The NCAA Oversight Committees for Division I Women’s and Men’s Soccer published rule book changes for the 2026 season on Tuesday. Included were the addition of video challenges, an updated goalkeeper time-to-release rule to match international standards, and various other changes.
The video challenge rule was stated as follows:
In men's and women's soccer games when video review is used in the 2026-27 academic year, coaches can make two video challenges per game.
The Division I Men's Soccer Oversight Committee, Division I Women's Soccer Oversight Committee, and Division II and Division III Playing Rules Oversight Panel approved the rules changes.
Under the video review challenge rule, each coach can make a maximum of two challenges at any point in a game.
In the first 80 minutes of a game, officials can initiate video review only for clock issues and to see whether the ball crossed the goal line.
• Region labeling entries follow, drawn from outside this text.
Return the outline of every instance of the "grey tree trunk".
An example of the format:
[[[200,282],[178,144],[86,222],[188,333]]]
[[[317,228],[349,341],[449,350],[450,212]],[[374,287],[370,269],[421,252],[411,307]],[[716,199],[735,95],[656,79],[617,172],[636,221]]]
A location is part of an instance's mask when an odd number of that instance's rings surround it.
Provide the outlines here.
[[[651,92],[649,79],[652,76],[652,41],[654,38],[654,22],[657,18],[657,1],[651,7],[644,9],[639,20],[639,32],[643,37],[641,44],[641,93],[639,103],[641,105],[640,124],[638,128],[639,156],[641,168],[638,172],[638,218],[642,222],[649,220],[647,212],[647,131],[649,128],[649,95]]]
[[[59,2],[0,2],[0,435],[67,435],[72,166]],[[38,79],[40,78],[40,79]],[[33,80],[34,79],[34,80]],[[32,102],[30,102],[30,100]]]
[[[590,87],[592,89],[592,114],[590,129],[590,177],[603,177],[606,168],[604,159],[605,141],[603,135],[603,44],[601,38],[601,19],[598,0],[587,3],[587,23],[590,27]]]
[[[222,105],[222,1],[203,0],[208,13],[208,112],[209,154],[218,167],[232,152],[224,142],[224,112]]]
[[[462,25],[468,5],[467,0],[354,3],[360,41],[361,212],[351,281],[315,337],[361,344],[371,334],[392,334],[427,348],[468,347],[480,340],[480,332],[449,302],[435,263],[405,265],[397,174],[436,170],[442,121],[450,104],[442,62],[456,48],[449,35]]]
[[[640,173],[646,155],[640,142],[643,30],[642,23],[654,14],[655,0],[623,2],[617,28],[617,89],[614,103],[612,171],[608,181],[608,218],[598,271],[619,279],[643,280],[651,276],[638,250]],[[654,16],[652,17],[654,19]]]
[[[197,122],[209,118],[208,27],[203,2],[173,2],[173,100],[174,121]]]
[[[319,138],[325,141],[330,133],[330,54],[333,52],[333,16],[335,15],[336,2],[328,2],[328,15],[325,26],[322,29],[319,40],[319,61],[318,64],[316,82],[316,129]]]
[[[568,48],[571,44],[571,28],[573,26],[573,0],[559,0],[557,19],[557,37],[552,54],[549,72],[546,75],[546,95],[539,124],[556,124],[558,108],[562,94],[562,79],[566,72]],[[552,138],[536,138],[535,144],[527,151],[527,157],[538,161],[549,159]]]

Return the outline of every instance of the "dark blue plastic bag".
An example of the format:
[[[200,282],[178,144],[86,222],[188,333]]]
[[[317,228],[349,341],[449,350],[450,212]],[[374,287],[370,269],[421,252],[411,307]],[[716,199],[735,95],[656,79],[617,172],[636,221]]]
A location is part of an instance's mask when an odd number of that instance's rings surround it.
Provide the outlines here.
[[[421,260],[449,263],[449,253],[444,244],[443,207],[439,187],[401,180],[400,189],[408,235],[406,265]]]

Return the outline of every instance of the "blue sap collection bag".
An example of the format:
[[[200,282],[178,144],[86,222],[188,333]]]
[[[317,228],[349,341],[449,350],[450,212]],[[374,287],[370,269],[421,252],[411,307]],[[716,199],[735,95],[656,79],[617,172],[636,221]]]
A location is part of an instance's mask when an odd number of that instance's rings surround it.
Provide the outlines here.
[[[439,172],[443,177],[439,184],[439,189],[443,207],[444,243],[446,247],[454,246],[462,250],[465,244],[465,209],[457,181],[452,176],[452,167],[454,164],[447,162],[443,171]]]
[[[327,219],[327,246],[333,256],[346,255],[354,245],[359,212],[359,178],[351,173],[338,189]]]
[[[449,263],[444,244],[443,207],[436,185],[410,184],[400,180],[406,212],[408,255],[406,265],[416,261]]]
In the final 10 minutes of regulation and overtime, officials can initiate video review on all allowable plays.
However, officials will not initiate video review in the last 10 minutes of regulation or overtime if a team still has challenges remaining.
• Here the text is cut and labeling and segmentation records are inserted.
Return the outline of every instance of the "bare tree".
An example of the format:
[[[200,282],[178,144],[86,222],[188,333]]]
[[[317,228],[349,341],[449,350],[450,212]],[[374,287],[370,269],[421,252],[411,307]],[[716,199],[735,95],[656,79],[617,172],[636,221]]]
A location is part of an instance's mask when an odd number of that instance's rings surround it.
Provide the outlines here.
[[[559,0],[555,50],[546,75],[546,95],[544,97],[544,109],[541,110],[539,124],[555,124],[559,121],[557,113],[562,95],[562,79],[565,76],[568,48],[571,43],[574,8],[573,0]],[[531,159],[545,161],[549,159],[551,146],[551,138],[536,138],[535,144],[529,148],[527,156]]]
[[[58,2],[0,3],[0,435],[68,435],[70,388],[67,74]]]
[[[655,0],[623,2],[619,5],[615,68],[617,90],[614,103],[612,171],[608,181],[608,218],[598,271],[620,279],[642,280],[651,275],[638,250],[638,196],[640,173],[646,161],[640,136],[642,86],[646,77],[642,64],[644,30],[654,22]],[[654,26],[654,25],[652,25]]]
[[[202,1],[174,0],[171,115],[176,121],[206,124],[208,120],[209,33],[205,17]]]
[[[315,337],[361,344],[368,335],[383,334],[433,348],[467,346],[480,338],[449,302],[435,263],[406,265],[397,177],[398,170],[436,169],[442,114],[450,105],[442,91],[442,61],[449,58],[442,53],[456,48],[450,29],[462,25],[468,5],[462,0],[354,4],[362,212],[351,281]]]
The rationale for the rule change is to help the officials get the call right while maintaining the pace and flow of the game.
This is a welcome change in my opinion, though clarification is needed on whether a single team holding onto a single challenge can block the officials from initiating a review in the final 10 minutes and overtime.
The pace of play will be slowed somewhat with how uncommon video reviews had been previously, but the change should be easily managed. Games at Baylor consistently took right around two hours and that shouldn’t change more than 5-10 minutes in my estimation.
But how does Baylor head coach Michelle Lenard view the new rule?
“On the video challenges, I think the aim is to get big calls right without slowing the game too much. I don’t know how I feel about it. We will see, I guess. I suppose it’s nice to have some say over what is reviewed.”
The other major rule changes highlighted in the NCAA release were a change to substitutions and a change to the goalkeeper time-to-release rule.
Teams can now make substitutions any time the clock is stopped … This is already allowed in Division I men's games.
Now, all of college soccer follows the same guidelines on substitutions.
Similarly, the NCAA now aligns with international rules when it comes to how long the goalkeeper is allowed to retain possession of the ball.
The time for goalkeepers to release the ball after gaining possession increases to eight seconds next season. Officials will make an accompanying visual signal for the final five seconds of the count.
If the goalkeeper doesn't release the ball within eight seconds, the opposing team will be awarded a corner kick.
This change aligns the NCAA with international rules.
Previously, goalkeepers had six seconds to release the ball after gaining possession, and if the ball wasn't released, the opposing team received an indirect free kick.
A welcome change to those who know the international standard and like consistency across all levels of Soccer. Why the NCAA “limited” it to six seconds in the first place, I’m not sure. They never really enforced it anyway, so perhaps there will be better enforcement now that the timing is more lenient? That is what Coach Lenard will be looking for when her team returns to action in August.
“The goalkeeper release rule is interesting. I understand the idea behind it, but I don’t think referees were enforcing this much before anyway. I hope they will start to enforce it now that the penalty is less severe … a corner kick rather than an indirect free kick. I’ve literally never seen that rule enforced in a game my entire career.”